Monday, March 19, 2012

CALIFORNIA - City of Stockton Debt Impact

"We Built This City on Debt 'n' Entitlements: Stockton Faces Bankruptcy Threat" PBS Newshour 3/16/2012

Excerpt

JEFFREY BROWN (Newshour): And we turn to a major city in California once riding high in the boom years, now on the verge of bankruptcy, and joining other cities around the country forced to make serious cuts to stay afloat.

NewsHour correspondent Spencer Michels reports.

SPENCER MICHELS: The police department in Stockton, Calif., is getting a new chief, the fifth one in the last eight years. They retired, often early, with generous pensions, one reason, but certainly not the only one, that the city is in dire financial shape.

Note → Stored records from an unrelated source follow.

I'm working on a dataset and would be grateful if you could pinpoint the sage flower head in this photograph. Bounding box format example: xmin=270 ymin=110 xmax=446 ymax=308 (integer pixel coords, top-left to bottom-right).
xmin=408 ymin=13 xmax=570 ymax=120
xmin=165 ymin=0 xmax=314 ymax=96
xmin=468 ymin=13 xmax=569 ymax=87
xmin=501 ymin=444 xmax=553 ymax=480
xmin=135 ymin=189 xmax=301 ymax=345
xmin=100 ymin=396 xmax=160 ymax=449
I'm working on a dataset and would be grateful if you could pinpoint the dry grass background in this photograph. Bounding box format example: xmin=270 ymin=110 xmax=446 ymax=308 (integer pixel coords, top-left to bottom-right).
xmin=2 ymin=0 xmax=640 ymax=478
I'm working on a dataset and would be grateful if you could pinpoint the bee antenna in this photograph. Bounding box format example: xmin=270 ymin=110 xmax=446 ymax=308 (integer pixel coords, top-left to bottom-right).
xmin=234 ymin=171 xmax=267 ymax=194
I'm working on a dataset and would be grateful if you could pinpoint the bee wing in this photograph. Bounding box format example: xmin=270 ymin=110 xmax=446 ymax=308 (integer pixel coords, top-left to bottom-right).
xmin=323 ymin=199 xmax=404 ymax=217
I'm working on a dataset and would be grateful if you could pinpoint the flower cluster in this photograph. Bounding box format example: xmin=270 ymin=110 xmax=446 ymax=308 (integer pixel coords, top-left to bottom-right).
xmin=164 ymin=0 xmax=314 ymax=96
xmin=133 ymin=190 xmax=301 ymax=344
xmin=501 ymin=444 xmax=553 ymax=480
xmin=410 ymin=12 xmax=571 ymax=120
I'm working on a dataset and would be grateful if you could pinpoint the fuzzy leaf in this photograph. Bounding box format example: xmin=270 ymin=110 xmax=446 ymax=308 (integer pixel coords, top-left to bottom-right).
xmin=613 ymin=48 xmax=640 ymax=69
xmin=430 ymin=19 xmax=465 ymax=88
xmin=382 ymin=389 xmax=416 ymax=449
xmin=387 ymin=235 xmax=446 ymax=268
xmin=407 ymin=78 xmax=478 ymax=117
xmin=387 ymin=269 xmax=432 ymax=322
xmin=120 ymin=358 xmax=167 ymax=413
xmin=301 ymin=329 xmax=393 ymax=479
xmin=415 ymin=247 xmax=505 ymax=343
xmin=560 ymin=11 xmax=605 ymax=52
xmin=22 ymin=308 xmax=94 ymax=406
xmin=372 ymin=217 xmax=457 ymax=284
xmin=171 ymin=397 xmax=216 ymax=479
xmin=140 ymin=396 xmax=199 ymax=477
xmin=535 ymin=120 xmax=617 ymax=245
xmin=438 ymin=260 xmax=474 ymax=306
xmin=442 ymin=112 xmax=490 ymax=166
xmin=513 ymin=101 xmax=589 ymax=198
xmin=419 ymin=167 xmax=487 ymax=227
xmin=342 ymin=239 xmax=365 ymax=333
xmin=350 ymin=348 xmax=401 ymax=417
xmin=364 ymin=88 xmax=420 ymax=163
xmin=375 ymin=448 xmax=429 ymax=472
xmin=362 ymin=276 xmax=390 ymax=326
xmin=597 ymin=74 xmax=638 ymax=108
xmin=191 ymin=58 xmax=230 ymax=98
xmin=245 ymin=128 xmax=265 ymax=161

Stockton, 100 miles east of San Francisco in the agricultural Central Valley, is teetering on the brink of bankruptcy. If that happens, this city of 300,000 would be the nation's largest bankrupt city. Increasingly, cities across the nation are in crisis because of pensions, health care costs, and overspending, all aggravated by the recession.

To prevent bankruptcy, Stockton officials have been slashing the budget. The police have taken the biggest hits. Through cuts and retirements, the force is down 27 percent since 2008. And that has had a big impact, according to public information officer Pete Smith.



COMMENT: Reminder to everyone, including the citizens of Stockton, the "market" (aka Wall Street and everything based on it) is nothing more than our nation's biggest gambling casino. And as any professional gambler will tell you, don't bet what you cannot afford to lose.